Pendant son voyage, Louis avait traversé Mangues. Le village lui apparut comme une sorte de paradis terrestre.

La campagne autour de Mangues « l’attendrit » particulièrement. Il s’enfonça avec délices sous le couvert de ces chemins bordés de hautes haies pleines de senteurs et de fleurs à couleurs vives. L’ombre, joyeusement mêlée de soleil, que projetaient de jeunes arbres au-dessus de sa tête, lui parut préparée exprès pour lui. Le vert lui sembla plus jeune, plus vigoureux dans les feuillages et dans les gazons de ce village que partout ailleurs. Il « baignait » ses pieds dans le sable jaune des chemins avec un frémissement de joie, et le bruit rapide et doux d’une rivière qui contournait les maisons, et dont on apercevait la blancheur brillante à travers les arbres, le remplissait de volupté.

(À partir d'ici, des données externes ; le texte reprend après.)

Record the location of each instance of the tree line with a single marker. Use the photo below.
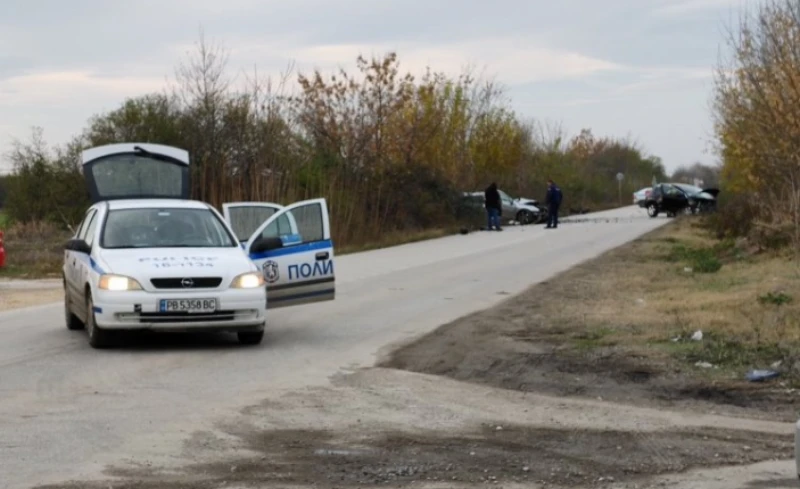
(391, 152)
(757, 126)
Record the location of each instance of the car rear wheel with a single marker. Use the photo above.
(250, 337)
(525, 217)
(98, 337)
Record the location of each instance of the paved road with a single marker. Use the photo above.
(66, 409)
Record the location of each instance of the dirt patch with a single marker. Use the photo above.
(488, 455)
(619, 327)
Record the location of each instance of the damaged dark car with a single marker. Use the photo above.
(674, 198)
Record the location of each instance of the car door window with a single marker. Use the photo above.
(245, 220)
(87, 222)
(279, 227)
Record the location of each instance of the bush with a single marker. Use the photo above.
(735, 215)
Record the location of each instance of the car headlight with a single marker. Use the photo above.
(118, 283)
(249, 280)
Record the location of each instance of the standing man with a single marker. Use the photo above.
(493, 206)
(553, 201)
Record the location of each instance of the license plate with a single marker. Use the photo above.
(188, 305)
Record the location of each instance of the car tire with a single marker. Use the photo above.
(73, 322)
(525, 217)
(250, 337)
(98, 337)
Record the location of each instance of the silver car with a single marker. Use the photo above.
(512, 210)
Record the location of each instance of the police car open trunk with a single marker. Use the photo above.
(136, 171)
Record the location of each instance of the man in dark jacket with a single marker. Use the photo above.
(553, 201)
(493, 206)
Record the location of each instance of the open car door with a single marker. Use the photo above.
(136, 171)
(245, 217)
(293, 248)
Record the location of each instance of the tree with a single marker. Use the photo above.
(757, 120)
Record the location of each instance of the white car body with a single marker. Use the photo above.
(146, 257)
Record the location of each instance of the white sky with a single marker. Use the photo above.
(637, 68)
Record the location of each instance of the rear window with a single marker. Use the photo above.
(165, 228)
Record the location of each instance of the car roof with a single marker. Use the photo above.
(155, 203)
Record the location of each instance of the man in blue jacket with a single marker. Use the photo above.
(494, 207)
(553, 201)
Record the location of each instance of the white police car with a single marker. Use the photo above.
(146, 257)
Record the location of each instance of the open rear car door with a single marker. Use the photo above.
(293, 248)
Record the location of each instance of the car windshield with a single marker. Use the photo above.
(689, 189)
(164, 228)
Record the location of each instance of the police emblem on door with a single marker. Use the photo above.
(271, 273)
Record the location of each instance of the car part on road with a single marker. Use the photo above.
(250, 337)
(525, 217)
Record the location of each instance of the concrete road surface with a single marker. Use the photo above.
(67, 410)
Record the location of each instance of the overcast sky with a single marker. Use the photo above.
(638, 68)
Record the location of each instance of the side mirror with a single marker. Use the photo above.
(262, 245)
(78, 245)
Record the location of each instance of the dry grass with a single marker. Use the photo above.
(652, 295)
(34, 250)
(14, 299)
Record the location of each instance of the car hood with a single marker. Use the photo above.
(146, 263)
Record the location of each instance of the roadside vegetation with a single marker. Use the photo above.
(390, 151)
(683, 315)
(677, 318)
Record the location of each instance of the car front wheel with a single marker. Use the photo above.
(73, 323)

Un sentiment de bonheur, de repos, le saisit et le sollicita impérieusement de vivre enseveli sous cette verdure qui promettait la quiétude.

Là, il serait à lui-même et porterait plus doucement le poids de la mélancolie. La, il sentirait moins âprement le dégoût de cette vie dont les portes ne s’ouvraient point devant lui. Là peut-être, une femme… viendrait au secours de sa détresse. De là aussi sortirait quelque livre éclos dans une atmosphère fraîche, saine. Là, il chasserait, travaillerait, encouragerait les paysans, leur apprendrait… n’importe quoi, deviendrait un patriarche provincial. En un mot, il fit un long rêve mêlé de toute sorte de désirs, de folies, d’enfantillages, d’espérances, et traversa lentement Mangues, puis le dépassa et s’éloigna.